Soy un elefante, no un mórbido rinoceronte babeante. Es algo ofensivo lo que digo, pero el desalmado me ha amenazado con quitarme la habitación que por derecho me he ganado. A la defensiva no me la paso pero a veces hay que lanzar el colmillo para mantener el espacio personal despejado, es que hoy en día a los elefantes no respetan muy seguido, siempre acusados de generar incomodidad cuando finalmente a otra habitación pasamos pero luego no podemos salirnos con facilidad.

¿Qué es lo que ves cuando yo estoy presente?

¿Qué vista te obstruyo cuando solo quiero ser parte de los regentes?

¿A qué le tienes miedo?

¿Qué todos vean lo grande de tus mentiras pero lo pequeño que en realidad eres?
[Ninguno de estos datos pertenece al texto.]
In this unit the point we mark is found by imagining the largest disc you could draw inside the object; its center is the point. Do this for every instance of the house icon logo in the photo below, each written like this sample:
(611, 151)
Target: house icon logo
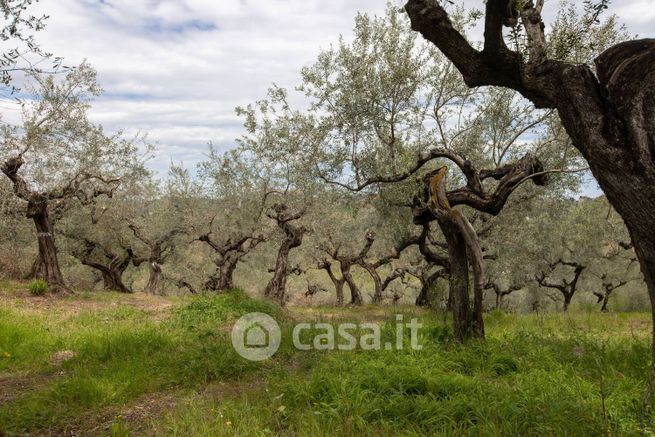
(256, 336)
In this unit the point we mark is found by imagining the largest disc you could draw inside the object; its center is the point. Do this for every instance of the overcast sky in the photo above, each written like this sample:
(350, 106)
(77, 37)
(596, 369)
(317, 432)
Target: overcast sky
(177, 68)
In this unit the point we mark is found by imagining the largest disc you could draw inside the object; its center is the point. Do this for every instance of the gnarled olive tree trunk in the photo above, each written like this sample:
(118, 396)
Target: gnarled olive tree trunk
(293, 236)
(609, 114)
(47, 248)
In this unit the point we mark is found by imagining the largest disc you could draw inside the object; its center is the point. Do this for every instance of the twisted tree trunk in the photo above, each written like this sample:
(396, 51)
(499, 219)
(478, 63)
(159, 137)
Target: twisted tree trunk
(293, 236)
(609, 115)
(48, 252)
(154, 278)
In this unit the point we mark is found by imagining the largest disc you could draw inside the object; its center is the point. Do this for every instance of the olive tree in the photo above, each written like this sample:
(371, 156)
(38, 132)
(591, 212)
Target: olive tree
(58, 159)
(606, 108)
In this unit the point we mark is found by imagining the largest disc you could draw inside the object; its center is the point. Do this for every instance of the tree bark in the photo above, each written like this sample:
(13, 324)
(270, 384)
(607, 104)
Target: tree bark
(338, 282)
(377, 284)
(48, 252)
(610, 115)
(467, 319)
(223, 279)
(154, 279)
(37, 271)
(355, 295)
(276, 288)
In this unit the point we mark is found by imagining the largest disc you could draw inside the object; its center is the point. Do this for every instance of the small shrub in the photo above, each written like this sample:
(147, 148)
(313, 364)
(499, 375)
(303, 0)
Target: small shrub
(38, 287)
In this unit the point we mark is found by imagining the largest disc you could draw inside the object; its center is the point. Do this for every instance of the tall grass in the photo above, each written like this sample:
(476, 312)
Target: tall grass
(577, 374)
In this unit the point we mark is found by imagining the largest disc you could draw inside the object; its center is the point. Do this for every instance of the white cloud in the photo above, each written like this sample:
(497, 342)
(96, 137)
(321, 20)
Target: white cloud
(177, 68)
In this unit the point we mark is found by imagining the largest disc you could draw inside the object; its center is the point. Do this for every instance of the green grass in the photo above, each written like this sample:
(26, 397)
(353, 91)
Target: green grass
(576, 374)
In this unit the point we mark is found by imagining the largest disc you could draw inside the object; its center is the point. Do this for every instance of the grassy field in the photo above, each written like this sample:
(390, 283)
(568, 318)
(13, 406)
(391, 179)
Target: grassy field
(110, 364)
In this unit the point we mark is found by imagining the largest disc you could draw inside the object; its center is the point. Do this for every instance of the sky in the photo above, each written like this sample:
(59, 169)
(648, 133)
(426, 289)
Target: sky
(176, 69)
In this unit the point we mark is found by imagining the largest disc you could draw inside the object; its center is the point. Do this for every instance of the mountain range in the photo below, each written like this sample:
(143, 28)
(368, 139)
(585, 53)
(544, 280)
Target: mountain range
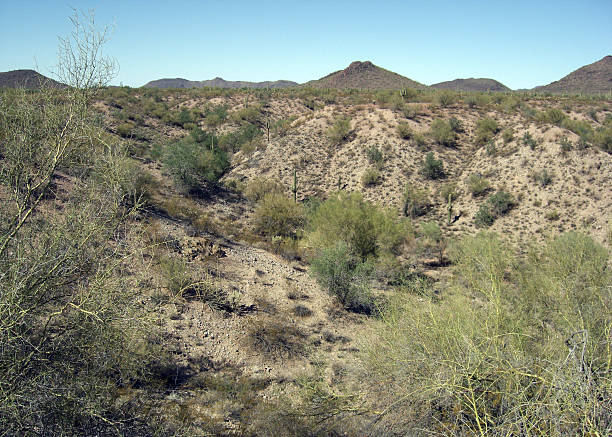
(595, 78)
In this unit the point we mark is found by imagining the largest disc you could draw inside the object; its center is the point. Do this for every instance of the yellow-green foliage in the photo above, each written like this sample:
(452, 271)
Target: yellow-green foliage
(404, 131)
(367, 229)
(277, 215)
(519, 346)
(370, 176)
(340, 130)
(486, 128)
(442, 133)
(257, 188)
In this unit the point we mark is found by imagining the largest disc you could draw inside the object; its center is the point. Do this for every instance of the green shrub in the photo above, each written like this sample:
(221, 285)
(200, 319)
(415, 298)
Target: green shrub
(411, 112)
(508, 135)
(552, 215)
(125, 129)
(366, 229)
(347, 277)
(257, 188)
(431, 167)
(529, 333)
(445, 98)
(370, 176)
(542, 177)
(251, 115)
(528, 140)
(374, 155)
(415, 200)
(431, 241)
(496, 205)
(486, 128)
(566, 145)
(339, 131)
(442, 133)
(501, 202)
(484, 217)
(580, 127)
(245, 135)
(449, 190)
(603, 139)
(193, 164)
(419, 139)
(455, 124)
(552, 116)
(277, 215)
(404, 131)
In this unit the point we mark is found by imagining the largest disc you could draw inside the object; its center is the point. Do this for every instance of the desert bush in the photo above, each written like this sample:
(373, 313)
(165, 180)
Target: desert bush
(125, 129)
(419, 139)
(486, 128)
(566, 145)
(484, 217)
(581, 128)
(508, 135)
(72, 332)
(370, 176)
(501, 202)
(442, 132)
(258, 187)
(449, 190)
(339, 131)
(277, 215)
(404, 131)
(367, 230)
(542, 177)
(430, 240)
(233, 141)
(302, 311)
(347, 277)
(552, 215)
(497, 204)
(411, 112)
(250, 115)
(552, 116)
(277, 340)
(535, 344)
(416, 201)
(431, 167)
(603, 139)
(375, 156)
(445, 98)
(456, 125)
(193, 164)
(528, 140)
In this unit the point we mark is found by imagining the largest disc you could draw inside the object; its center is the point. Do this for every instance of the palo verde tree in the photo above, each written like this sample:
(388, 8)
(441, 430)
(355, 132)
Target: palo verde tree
(69, 328)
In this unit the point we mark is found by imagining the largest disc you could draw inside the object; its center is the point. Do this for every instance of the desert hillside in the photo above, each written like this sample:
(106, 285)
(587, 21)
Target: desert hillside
(26, 79)
(216, 83)
(595, 78)
(364, 75)
(471, 84)
(279, 261)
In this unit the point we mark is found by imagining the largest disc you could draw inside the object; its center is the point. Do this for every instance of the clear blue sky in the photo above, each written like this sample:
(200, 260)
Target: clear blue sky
(522, 43)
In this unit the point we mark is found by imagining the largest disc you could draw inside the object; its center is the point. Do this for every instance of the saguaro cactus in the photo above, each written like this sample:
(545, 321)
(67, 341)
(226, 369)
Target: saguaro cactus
(294, 189)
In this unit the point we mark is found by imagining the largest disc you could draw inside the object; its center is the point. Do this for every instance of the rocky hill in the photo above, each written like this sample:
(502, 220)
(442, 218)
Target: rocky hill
(595, 78)
(217, 82)
(26, 79)
(364, 75)
(471, 84)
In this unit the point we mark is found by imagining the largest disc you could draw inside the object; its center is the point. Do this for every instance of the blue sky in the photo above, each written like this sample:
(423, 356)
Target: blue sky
(522, 43)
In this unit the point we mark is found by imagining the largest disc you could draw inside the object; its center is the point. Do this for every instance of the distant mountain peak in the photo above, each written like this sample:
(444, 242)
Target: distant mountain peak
(364, 75)
(472, 84)
(595, 78)
(26, 79)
Yo solo soy un ejemplo, un punto de referencia que ocupa espacio y aparentemente, tiempo.

La memoria de un paquidermo nunca olvida, pero tengo suficiente inteligencia emocional para darle cero importancia a tu desdicha personal. No la tomes mal conmigo, estar consciente del elefante en la habitación es bueno, significa que aún no estás perdido.